The trial by Rickard and colleagues [1] was designed to assess the incidence of phlebitis in a group of patients who had intravenous catheters replaced when clinically indicated in comparison with a group of patients with catheters removed every third day. The aim of the study was not to demonstrate that one of the two strategies was better than the other, but that patients who had intravenous catheters replaced when clinically indicated would have equivalent rates of phlebitis, and no difference in other complications, but reduced costs and number of catheter insertions, compared with patients with catheters removed every third day. For this reason, the study was designed as an equivalence trial rather than a superiority trial.

Usually, randomized clinical trials (RCT) are designed and conducted to prove that a new treatment (that we will call A) is better than the standard treatment or placebo (B) (superiority trial). With a significant result, we can conclude that A is significantly better than B and we can replace the old with the new treatment in clinical practice. However, in case of a non-significant result, we cannot state that the two treatments are similar or that A is worse: absence of evidence is not evidence of absence. Sometimes a non-significant result may be due to lack of statistical power. If it has already been proved that the new treatment (A) reduces either harms or costs, then it should be considered for use in clinical practice if it is as effective as the old standard therapy (B). Unfortunately, since exact equality is usually impossible to be proved, a new RCT could be designed to answer two possible clinical questions:

  1. 1.

    “is treatment A as effective as treatment B?”

  2. 2.

    “is treatment A not significantly less effective than treatment B?”

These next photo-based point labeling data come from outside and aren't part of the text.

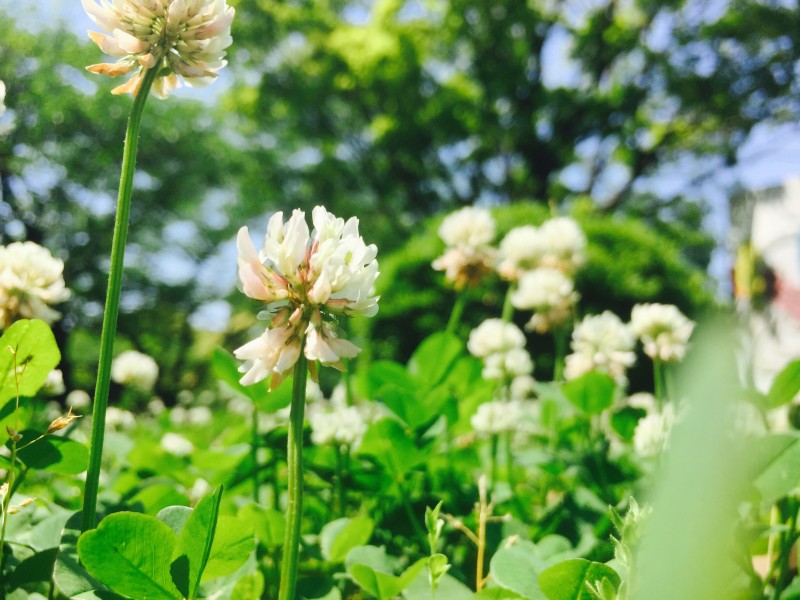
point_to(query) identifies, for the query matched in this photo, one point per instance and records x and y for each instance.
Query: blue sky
(770, 155)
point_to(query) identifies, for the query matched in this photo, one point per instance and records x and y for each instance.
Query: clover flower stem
(788, 539)
(338, 490)
(658, 382)
(294, 459)
(560, 346)
(455, 314)
(508, 308)
(493, 444)
(111, 310)
(254, 452)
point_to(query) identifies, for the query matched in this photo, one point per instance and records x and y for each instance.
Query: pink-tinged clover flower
(177, 37)
(308, 281)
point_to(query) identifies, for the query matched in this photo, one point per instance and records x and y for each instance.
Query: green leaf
(54, 454)
(516, 568)
(175, 517)
(434, 357)
(570, 580)
(591, 393)
(30, 345)
(70, 578)
(131, 554)
(338, 537)
(268, 524)
(233, 543)
(194, 545)
(785, 386)
(392, 447)
(384, 585)
(226, 369)
(774, 465)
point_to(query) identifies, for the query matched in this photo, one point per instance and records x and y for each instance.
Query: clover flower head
(494, 336)
(564, 244)
(134, 369)
(467, 258)
(549, 293)
(521, 250)
(336, 424)
(507, 365)
(176, 444)
(185, 38)
(30, 280)
(308, 281)
(663, 329)
(603, 343)
(54, 384)
(78, 399)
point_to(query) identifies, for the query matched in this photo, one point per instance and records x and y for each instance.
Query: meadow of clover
(393, 309)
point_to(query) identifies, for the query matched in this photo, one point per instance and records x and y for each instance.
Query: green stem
(7, 504)
(658, 382)
(455, 315)
(254, 452)
(294, 460)
(788, 540)
(560, 346)
(508, 308)
(112, 304)
(338, 490)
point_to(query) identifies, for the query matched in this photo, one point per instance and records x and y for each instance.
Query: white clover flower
(30, 279)
(177, 445)
(651, 436)
(663, 329)
(134, 369)
(468, 227)
(494, 336)
(177, 37)
(156, 406)
(54, 384)
(119, 418)
(185, 397)
(465, 267)
(178, 416)
(199, 416)
(341, 425)
(644, 401)
(78, 399)
(603, 343)
(199, 488)
(550, 294)
(522, 387)
(307, 280)
(468, 258)
(521, 250)
(507, 365)
(497, 417)
(564, 244)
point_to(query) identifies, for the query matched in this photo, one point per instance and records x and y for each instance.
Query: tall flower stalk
(111, 311)
(309, 282)
(155, 42)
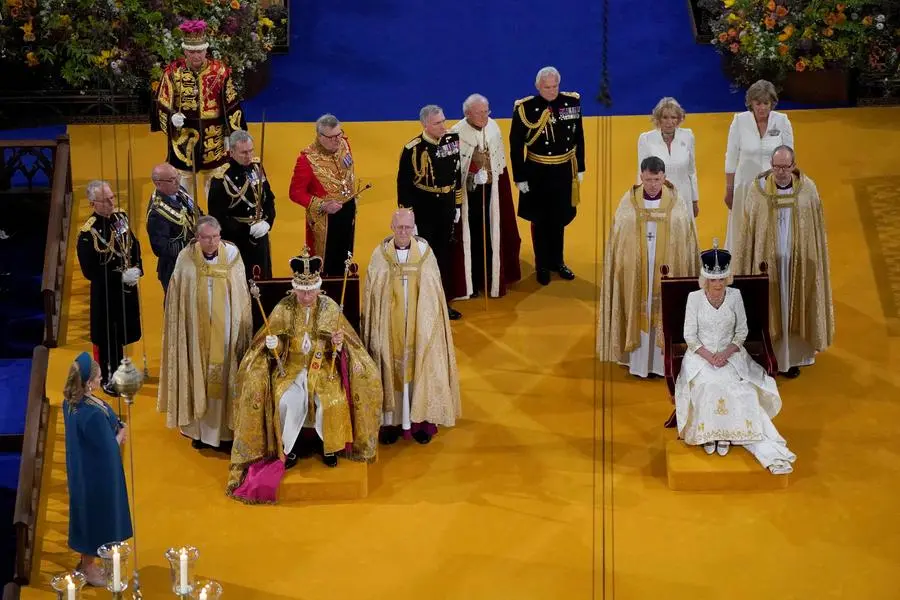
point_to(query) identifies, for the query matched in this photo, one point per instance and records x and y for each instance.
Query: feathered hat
(716, 262)
(194, 35)
(306, 271)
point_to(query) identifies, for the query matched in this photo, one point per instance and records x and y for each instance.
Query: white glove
(130, 276)
(260, 229)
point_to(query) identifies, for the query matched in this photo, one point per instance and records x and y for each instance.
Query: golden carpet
(508, 504)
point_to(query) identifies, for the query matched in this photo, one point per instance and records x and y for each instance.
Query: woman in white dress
(752, 138)
(675, 146)
(722, 397)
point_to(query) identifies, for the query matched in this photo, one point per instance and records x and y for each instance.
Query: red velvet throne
(673, 296)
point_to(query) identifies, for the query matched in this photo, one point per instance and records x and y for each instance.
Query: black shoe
(423, 437)
(792, 373)
(290, 461)
(388, 436)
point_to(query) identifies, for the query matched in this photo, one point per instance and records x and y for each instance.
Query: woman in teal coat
(98, 499)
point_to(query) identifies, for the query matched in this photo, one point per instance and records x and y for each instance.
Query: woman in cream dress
(752, 138)
(722, 397)
(675, 146)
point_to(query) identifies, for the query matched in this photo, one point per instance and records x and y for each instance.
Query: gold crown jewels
(306, 271)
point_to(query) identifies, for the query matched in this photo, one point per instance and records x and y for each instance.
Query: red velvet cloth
(510, 244)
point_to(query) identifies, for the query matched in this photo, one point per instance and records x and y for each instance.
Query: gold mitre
(306, 271)
(194, 33)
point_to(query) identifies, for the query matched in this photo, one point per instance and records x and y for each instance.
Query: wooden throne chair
(673, 298)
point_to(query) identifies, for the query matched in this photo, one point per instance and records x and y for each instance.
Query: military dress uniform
(106, 248)
(240, 196)
(429, 182)
(171, 224)
(208, 101)
(546, 142)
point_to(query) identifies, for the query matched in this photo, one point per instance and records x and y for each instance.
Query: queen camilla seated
(723, 397)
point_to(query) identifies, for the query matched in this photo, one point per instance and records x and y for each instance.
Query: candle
(183, 586)
(117, 569)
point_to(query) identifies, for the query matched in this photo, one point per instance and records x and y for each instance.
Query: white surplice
(736, 402)
(491, 139)
(791, 350)
(648, 357)
(403, 399)
(293, 406)
(749, 154)
(212, 428)
(681, 164)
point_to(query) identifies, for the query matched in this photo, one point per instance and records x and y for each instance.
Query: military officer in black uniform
(546, 142)
(110, 258)
(242, 201)
(171, 220)
(430, 183)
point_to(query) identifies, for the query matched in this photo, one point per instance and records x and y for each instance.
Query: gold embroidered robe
(623, 293)
(209, 102)
(811, 309)
(435, 378)
(257, 426)
(186, 384)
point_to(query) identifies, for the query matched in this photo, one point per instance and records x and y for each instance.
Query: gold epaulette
(219, 172)
(521, 100)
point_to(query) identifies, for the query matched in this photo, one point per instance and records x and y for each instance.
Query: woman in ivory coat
(722, 397)
(752, 138)
(675, 146)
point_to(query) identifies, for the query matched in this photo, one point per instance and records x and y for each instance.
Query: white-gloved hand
(260, 229)
(130, 276)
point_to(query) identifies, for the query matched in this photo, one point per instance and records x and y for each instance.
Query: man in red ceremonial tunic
(324, 183)
(197, 106)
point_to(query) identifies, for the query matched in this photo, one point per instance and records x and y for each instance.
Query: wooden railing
(57, 240)
(31, 468)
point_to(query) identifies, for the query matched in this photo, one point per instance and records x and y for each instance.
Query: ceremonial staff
(254, 291)
(348, 266)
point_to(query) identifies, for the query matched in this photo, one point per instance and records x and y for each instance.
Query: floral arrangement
(124, 45)
(771, 38)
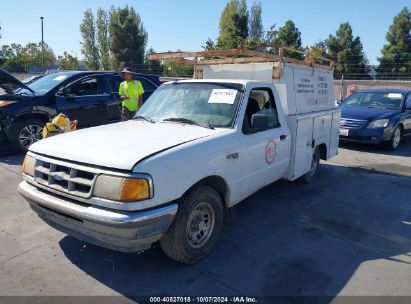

An equivalence trial is needed to answer the first question, while the non-inferiority design is the right choice for the second one. Sometimes the choice of showing equivalence or non-inferiority rather than superiority can be appropriate (and also methodologically adequate) because it may be unethical to conduct a placebo-controlled trial [2]. Usually, a non-inferiority trial could be conducted when a treatment of proven efficacy already exists and the new treatment is not expected to be more effective than the existing one but has other advantages (e.g., it is cheaper, easier to provide or has fewer side effects).

Nevertheless, some authors believe that also in the above reported situation equivalence and non-inferiority trials may be unethical for several reasons. First, because in some cases the supposed extra advantages of the new treatment (fewer side effects) are not definitely proven. Then the new treatment, proven to be non-inferior, might actually be not superior to placebo. For these reasons, it may be unethical to randomize patients to a treatment (the new one) that is expected to be no more effective than the standard treatment and that could also be less safe. Moreover, these studies are usually preferred by drug producers just because they can reduce research costs. [3]. Anyway, these types of trials are usually accepted by regulatory authorities for drugs approval.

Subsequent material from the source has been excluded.